If recent developments are any indication, it looks like the big broadcast networks aren't going to lumber blindly into the tar pits of media history.

Sure, at first glance the news that Kellogg is finding twice the return on investment in the digital space than it does with traditional advertising seems like another nail in the coffin. As does an Epsilon CMO Survey that found that nearly two-thirds of chief marketing officers said their interactive/digital marketing budgets have increased in the past year, while 60% have seen their traditional ad budgets shrink.

While the rest of the ad world has seen the writing on the wall for some time now, the networks have been slow to accept the reality. But now that they've grudgingly admitted the old days are behind us, it's good to see that they're trying to experiment with new models.
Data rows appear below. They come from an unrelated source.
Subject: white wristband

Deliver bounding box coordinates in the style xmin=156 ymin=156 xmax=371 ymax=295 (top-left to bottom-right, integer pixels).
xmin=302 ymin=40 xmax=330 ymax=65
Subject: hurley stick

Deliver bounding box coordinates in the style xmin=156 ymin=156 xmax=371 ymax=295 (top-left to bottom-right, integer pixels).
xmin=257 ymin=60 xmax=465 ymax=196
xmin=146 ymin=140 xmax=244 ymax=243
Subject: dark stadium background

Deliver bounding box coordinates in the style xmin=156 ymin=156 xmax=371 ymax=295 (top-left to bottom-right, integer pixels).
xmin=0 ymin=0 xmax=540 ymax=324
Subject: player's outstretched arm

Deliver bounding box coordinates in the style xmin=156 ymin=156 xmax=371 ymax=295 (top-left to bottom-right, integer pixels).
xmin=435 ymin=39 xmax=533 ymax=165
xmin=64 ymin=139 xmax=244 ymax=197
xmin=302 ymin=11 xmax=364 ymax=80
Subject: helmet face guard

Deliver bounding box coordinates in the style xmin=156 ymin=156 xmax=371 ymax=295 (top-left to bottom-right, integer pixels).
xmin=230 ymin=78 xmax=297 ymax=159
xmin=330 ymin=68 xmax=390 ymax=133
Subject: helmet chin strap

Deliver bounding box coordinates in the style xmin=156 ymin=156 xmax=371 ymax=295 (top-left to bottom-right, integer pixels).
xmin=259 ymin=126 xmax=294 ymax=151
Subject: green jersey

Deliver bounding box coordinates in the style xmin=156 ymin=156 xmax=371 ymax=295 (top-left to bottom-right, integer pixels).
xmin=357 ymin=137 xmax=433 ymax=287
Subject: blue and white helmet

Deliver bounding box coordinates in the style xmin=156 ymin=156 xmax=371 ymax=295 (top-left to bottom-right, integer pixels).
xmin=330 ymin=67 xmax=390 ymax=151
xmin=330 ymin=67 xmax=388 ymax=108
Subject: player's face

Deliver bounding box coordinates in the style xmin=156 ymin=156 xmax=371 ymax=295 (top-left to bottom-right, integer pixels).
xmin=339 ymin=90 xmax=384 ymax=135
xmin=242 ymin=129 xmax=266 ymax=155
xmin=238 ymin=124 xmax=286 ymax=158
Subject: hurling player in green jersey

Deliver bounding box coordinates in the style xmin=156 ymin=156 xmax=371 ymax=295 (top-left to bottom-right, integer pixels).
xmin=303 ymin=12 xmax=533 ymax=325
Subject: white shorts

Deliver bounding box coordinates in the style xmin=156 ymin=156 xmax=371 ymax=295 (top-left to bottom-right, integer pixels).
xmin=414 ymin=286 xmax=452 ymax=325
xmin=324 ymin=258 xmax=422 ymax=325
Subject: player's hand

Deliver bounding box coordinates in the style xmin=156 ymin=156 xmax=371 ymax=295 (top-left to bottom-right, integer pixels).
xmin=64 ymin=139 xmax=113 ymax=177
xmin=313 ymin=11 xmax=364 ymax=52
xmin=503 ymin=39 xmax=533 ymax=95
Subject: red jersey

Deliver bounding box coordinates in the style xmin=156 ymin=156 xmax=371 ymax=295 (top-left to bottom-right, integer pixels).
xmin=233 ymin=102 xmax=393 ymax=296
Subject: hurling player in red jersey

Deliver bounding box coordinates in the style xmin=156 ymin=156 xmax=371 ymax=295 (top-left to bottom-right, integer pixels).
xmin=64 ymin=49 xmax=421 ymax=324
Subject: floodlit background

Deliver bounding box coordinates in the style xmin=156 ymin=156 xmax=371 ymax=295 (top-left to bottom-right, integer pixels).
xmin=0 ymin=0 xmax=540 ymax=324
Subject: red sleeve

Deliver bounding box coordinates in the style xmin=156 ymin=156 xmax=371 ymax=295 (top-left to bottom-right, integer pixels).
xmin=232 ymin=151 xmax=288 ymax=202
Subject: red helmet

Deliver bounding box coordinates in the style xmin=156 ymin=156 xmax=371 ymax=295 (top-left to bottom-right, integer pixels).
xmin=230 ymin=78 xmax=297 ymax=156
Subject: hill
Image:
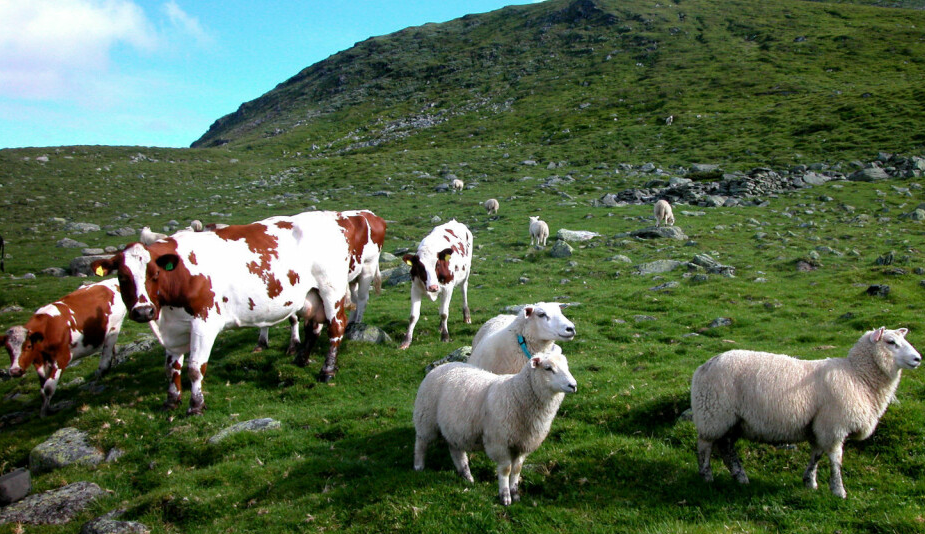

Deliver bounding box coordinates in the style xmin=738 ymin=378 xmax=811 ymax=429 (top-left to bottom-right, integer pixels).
xmin=193 ymin=0 xmax=925 ymax=170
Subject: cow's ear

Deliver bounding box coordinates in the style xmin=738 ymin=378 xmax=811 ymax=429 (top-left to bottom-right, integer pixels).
xmin=154 ymin=254 xmax=180 ymax=271
xmin=90 ymin=256 xmax=119 ymax=276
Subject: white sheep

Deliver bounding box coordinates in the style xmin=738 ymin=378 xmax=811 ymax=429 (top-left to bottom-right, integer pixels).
xmin=138 ymin=226 xmax=167 ymax=245
xmin=653 ymin=199 xmax=674 ymax=226
xmin=530 ymin=216 xmax=549 ymax=247
xmin=468 ymin=302 xmax=575 ymax=374
xmin=691 ymin=327 xmax=922 ymax=498
xmin=414 ymin=354 xmax=578 ymax=506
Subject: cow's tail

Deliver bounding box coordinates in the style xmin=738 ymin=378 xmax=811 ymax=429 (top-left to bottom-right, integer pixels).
xmin=373 ymin=261 xmax=382 ymax=295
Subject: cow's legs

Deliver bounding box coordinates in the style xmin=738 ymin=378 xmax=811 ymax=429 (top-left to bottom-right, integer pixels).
xmin=164 ymin=350 xmax=183 ymax=410
xmin=398 ymin=281 xmax=424 ymax=349
xmin=318 ymin=295 xmax=347 ymax=382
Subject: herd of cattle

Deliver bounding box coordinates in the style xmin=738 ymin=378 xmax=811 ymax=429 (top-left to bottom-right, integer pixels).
xmin=0 ymin=210 xmax=472 ymax=416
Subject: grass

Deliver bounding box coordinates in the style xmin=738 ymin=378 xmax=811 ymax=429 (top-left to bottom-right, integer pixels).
xmin=0 ymin=140 xmax=925 ymax=532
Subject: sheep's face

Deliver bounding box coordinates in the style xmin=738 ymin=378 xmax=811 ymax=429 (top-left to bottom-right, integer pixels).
xmin=530 ymin=352 xmax=578 ymax=393
xmin=869 ymin=326 xmax=922 ymax=369
xmin=523 ymin=302 xmax=575 ymax=341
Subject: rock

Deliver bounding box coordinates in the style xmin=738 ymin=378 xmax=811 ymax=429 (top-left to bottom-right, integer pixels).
xmin=55 ymin=237 xmax=87 ymax=248
xmin=379 ymin=263 xmax=411 ymax=286
xmin=424 ymin=345 xmax=472 ymax=375
xmin=106 ymin=226 xmax=135 ymax=237
xmin=64 ymin=222 xmax=100 ymax=234
xmin=344 ymin=323 xmax=392 ymax=344
xmin=866 ymin=284 xmax=890 ymax=297
xmin=68 ymin=254 xmax=112 ymax=276
xmin=0 ymin=482 xmax=106 ymax=525
xmin=630 ymin=226 xmax=687 ymax=241
xmin=549 ymin=241 xmax=574 ymax=258
xmin=29 ymin=427 xmax=105 ymax=473
xmin=209 ymin=417 xmax=281 ymax=445
xmin=0 ymin=467 xmax=32 ymax=506
xmin=556 ymin=228 xmax=601 ymax=242
xmin=635 ymin=260 xmax=684 ymax=274
xmin=848 ymin=167 xmax=890 ymax=182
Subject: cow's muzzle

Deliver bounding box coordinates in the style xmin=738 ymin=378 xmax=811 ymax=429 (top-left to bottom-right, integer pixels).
xmin=128 ymin=305 xmax=154 ymax=323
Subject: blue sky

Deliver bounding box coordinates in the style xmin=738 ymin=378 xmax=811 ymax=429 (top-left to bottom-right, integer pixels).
xmin=0 ymin=0 xmax=535 ymax=148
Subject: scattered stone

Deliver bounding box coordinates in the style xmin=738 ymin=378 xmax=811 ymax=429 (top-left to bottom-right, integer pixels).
xmin=29 ymin=427 xmax=105 ymax=473
xmin=549 ymin=241 xmax=575 ymax=258
xmin=424 ymin=345 xmax=472 ymax=375
xmin=208 ymin=417 xmax=282 ymax=445
xmin=344 ymin=323 xmax=392 ymax=344
xmin=867 ymin=284 xmax=890 ymax=297
xmin=0 ymin=482 xmax=106 ymax=525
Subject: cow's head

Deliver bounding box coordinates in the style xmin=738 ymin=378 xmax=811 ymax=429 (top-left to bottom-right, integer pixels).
xmin=90 ymin=240 xmax=185 ymax=323
xmin=0 ymin=326 xmax=33 ymax=377
xmin=402 ymin=248 xmax=453 ymax=299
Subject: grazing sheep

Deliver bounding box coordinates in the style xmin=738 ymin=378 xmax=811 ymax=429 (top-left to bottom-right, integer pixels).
xmin=530 ymin=216 xmax=549 ymax=247
xmin=691 ymin=327 xmax=922 ymax=498
xmin=414 ymin=354 xmax=578 ymax=506
xmin=138 ymin=226 xmax=167 ymax=245
xmin=654 ymin=200 xmax=674 ymax=226
xmin=468 ymin=302 xmax=575 ymax=374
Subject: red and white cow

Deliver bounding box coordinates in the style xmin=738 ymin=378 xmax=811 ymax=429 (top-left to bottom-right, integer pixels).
xmin=92 ymin=212 xmax=349 ymax=414
xmin=0 ymin=279 xmax=125 ymax=417
xmin=254 ymin=210 xmax=386 ymax=357
xmin=398 ymin=220 xmax=472 ymax=349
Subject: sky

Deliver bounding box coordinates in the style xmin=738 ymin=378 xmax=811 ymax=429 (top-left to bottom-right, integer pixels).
xmin=0 ymin=0 xmax=536 ymax=149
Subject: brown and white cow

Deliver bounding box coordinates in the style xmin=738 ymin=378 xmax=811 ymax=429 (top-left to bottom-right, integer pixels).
xmin=398 ymin=220 xmax=472 ymax=349
xmin=254 ymin=210 xmax=386 ymax=357
xmin=0 ymin=279 xmax=125 ymax=417
xmin=93 ymin=212 xmax=349 ymax=414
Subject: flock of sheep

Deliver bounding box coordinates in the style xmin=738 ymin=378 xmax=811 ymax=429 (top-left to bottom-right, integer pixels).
xmin=3 ymin=194 xmax=921 ymax=505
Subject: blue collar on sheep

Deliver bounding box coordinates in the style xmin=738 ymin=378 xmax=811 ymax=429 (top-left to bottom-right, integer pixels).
xmin=517 ymin=334 xmax=533 ymax=360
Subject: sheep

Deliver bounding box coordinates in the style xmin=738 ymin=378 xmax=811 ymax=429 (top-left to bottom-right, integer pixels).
xmin=414 ymin=353 xmax=578 ymax=506
xmin=691 ymin=327 xmax=922 ymax=499
xmin=468 ymin=302 xmax=575 ymax=374
xmin=654 ymin=200 xmax=674 ymax=226
xmin=530 ymin=216 xmax=549 ymax=247
xmin=138 ymin=226 xmax=167 ymax=245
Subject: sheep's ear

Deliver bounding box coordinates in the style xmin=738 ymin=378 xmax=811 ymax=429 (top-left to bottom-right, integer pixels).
xmin=870 ymin=326 xmax=886 ymax=343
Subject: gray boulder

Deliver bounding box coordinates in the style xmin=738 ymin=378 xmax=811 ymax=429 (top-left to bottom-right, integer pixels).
xmin=424 ymin=345 xmax=472 ymax=375
xmin=344 ymin=323 xmax=392 ymax=344
xmin=29 ymin=427 xmax=106 ymax=473
xmin=209 ymin=417 xmax=281 ymax=445
xmin=0 ymin=482 xmax=106 ymax=525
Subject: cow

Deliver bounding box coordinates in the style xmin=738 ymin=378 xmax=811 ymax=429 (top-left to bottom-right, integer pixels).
xmin=0 ymin=279 xmax=126 ymax=417
xmin=254 ymin=210 xmax=387 ymax=357
xmin=91 ymin=212 xmax=349 ymax=415
xmin=398 ymin=220 xmax=472 ymax=349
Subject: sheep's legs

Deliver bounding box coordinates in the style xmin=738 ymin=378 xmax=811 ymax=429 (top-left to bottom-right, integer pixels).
xmin=450 ymin=447 xmax=475 ymax=484
xmin=697 ymin=438 xmax=713 ymax=482
xmin=829 ymin=443 xmax=847 ymax=499
xmin=803 ymin=447 xmax=822 ymax=489
xmin=716 ymin=436 xmax=748 ymax=484
xmin=498 ymin=458 xmax=516 ymax=506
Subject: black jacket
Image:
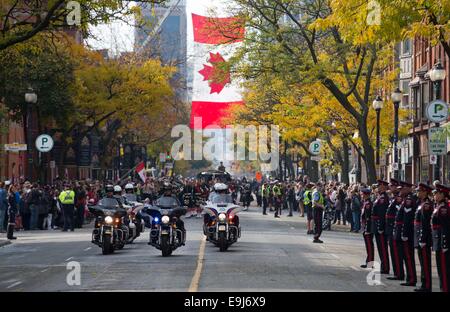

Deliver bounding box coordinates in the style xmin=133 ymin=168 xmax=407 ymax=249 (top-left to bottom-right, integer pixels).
xmin=401 ymin=193 xmax=417 ymax=241
xmin=361 ymin=199 xmax=373 ymax=233
xmin=372 ymin=192 xmax=389 ymax=234
xmin=414 ymin=198 xmax=433 ymax=247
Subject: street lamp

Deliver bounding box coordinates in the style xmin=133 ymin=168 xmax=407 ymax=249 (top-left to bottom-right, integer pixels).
xmin=391 ymin=87 xmax=403 ymax=179
xmin=430 ymin=60 xmax=447 ymax=180
xmin=25 ymin=87 xmax=37 ymax=179
xmin=372 ymin=95 xmax=384 ymax=178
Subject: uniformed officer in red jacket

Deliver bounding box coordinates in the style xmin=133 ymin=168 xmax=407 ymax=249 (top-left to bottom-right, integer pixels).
xmin=386 ymin=178 xmax=405 ymax=280
xmin=414 ymin=183 xmax=433 ymax=292
xmin=400 ymin=181 xmax=417 ymax=286
xmin=361 ymin=188 xmax=374 ymax=268
xmin=372 ymin=180 xmax=389 ymax=274
xmin=431 ymin=184 xmax=450 ymax=292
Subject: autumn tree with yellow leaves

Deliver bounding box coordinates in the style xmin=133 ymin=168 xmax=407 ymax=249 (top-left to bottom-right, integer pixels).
xmin=0 ymin=33 xmax=181 ymax=178
xmin=221 ymin=0 xmax=414 ymax=183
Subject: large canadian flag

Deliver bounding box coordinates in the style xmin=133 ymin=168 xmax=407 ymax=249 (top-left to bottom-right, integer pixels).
xmin=186 ymin=0 xmax=244 ymax=129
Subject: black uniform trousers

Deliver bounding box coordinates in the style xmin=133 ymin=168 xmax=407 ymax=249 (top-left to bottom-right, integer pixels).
xmin=417 ymin=245 xmax=432 ymax=291
xmin=389 ymin=237 xmax=405 ymax=280
xmin=75 ymin=205 xmax=84 ymax=229
xmin=403 ymin=239 xmax=417 ymax=284
xmin=273 ymin=197 xmax=283 ymax=217
xmin=6 ymin=209 xmax=16 ymax=239
xmin=263 ymin=196 xmax=269 ymax=214
xmin=436 ymin=250 xmax=450 ymax=292
xmin=375 ymin=232 xmax=390 ymax=274
xmin=363 ymin=233 xmax=374 ymax=264
xmin=62 ymin=204 xmax=75 ymax=231
xmin=311 ymin=207 xmax=323 ymax=239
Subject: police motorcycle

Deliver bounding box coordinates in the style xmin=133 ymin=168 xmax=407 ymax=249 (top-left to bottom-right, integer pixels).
xmin=203 ymin=183 xmax=242 ymax=252
xmin=322 ymin=201 xmax=336 ymax=231
xmin=147 ymin=182 xmax=187 ymax=257
xmin=114 ymin=185 xmax=137 ymax=244
xmin=122 ymin=183 xmax=145 ymax=240
xmin=241 ymin=183 xmax=253 ymax=211
xmin=88 ymin=185 xmax=127 ymax=255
Fox, for example, cut the number of spots interrupting the debut of "Fringe," making the show less cluttered and the ads that did run -- theoretically at least -- more valuable. There are still kinks to work out. While we were excited by the prospect, the reality was that the local affiliates still crammed their spots full of the same old, same old. But the fact is that 20 years ago, suggesting that a network run half the ads in one of the season's most-anticipated debuts -- and continue to do that for the entire season -- would have gotten you laughed out of the room.

So would the suggestion that a network allow something called a Google to take over parts of your sales inventory, as NBC Universal has done for remnants on its cable properties. But now it seems like a no-brainer. Why not let a search engine take on the task of selling these spots: It allows the network to cuts its own costs and to focus its staff on the bigger integrated multiplatform deals networks will need to nail in order to survive.

There are more of these experiments in the works. And they are just that: experiments. At this point, the new business model has yet to be found, and it might be futile to try to keep making these smaller deals live up to the mass-media deals of the past.

Whether the networks (or anyone for that matter) will figure out how to live on these smaller slices remains to be seen. But it's good to see they've at least moved beyond denial.